I'm all for atomic ref counting, personally. It simplifies all kinds of stuff.
And 
as long as the overhead is small enough, I don't really see a downside.

- Jonathan M Davis

Nov 21 2010

Andrei Alexandrescu <SeeWebsiteForEmail erdani.org> writes:

On 11/21/10 7:59 PM, dsimcha wrote:
[snip]
 Atomic:  258 milliseconds total (258 nanoseconds per iteration)
 Non-atomic:  88 milliseconds  (88 nanoseconds per iteration)

 I think this is a small enough overhead that we should just make all reference
 counting atomic.  This would make the race condition pointed out by Michael
 Fortin completely moot IIUC.  It would also make it possible to safely share
 reference counted containers across threads in shared/synchronized wrappers,
etc.

Thanks for taking the time to build a credibla baseline. A lot of this 
depends on the perspective. We're looking at a 2.9x slowdown after all.

After discussing this with Walter, our conclusion was that we need to 
solve the problem of calling destructors from a different thread in 
general, not only for reference counting. The fact that you could have 
arbitrary race conditions in destructors definitely is a problem, one 
that needs a solution.

We currently think the solution should be that the GC guarantees 
destructor calls in the same thread as the constructor.


Andrei

Nov 21 2010

dsimcha <dsimcha yahoo.com> writes:

== Quote from Andrei Alexandrescu (SeeWebsiteForEmail erdani.org)'s
 Thanks for taking the time to build a credibla baseline. A lot of this
 depends on the perspective. We're looking at a 2.9x slowdown after all.

Right, but this isn't a 2.9x slowdown in real world code.  It's a 2.9x slowdown
in
a synthetic benchmark that does nothing but increment and decrement reference
counts.  Real world code would likely have a loop body and stuff.  That's why I
consider it minor.

Nov 22 2010

Andrei Alexandrescu <SeeWebsiteForEmail erdani.org> writes:

On 11/22/10 7:27 AM, dsimcha wrote:
 == Quote from Andrei Alexandrescu (SeeWebsiteForEmail erdani.org)'s
 Thanks for taking the time to build a credibla baseline. A lot of this
 depends on the perspective. We're looking at a 2.9x slowdown after all.
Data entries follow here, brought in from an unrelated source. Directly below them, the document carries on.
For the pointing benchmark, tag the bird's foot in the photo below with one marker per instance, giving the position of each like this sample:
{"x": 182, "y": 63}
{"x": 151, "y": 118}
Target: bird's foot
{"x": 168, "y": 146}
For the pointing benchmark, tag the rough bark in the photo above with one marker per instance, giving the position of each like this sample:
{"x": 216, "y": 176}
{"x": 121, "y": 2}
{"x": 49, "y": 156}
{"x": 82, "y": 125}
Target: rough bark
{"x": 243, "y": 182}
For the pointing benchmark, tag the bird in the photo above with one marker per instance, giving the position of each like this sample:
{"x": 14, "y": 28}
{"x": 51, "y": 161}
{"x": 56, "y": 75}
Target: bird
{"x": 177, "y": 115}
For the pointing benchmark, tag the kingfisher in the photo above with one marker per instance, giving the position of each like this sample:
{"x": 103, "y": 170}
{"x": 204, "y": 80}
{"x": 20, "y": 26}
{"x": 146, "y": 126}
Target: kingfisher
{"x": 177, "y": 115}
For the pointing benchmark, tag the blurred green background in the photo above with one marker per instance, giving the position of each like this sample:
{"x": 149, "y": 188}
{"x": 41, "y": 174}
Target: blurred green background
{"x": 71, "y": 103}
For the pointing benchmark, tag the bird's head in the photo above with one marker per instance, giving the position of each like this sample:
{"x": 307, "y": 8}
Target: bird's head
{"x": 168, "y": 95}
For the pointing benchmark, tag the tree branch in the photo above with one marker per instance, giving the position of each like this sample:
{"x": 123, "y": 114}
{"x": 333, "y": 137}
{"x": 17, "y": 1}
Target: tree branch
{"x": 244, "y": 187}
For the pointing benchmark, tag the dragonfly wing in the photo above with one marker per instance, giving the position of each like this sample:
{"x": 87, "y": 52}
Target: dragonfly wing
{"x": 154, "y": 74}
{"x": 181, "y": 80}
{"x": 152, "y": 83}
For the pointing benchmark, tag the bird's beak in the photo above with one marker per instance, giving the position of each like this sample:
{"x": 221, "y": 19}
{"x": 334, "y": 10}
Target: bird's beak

 Right, but this isn't a 2.9x slowdown in real world code.  It's a 2.9x
slowdown in
 a synthetic benchmark that does nothing but increment and decrement reference
 counts.  Real world code would likely have a loop body and stuff.  That's why I
 consider it minor.

I think the cost is close to the real cost of copying a refcounted 
object. Experience with refcounted languages has shown that copies do 
impact the bottom line considerably. I wouldn't haste to discount a 2.9x 
factor.

Andrei

Nov 22 2010

dsimcha <dsimcha yahoo.com> writes:

== Quote from Andrei Alexandrescu (SeeWebsiteForEmail erdani.org)'s article
 On 11/22/10 7:27 AM, dsimcha wrote:
 == Quote from Andrei Alexandrescu (SeeWebsiteForEmail erdani.org)'s
 Thanks for taking the time to build a credibla baseline. A lot of this
 depends on the perspective. We're looking at a 2.9x slowdown after all.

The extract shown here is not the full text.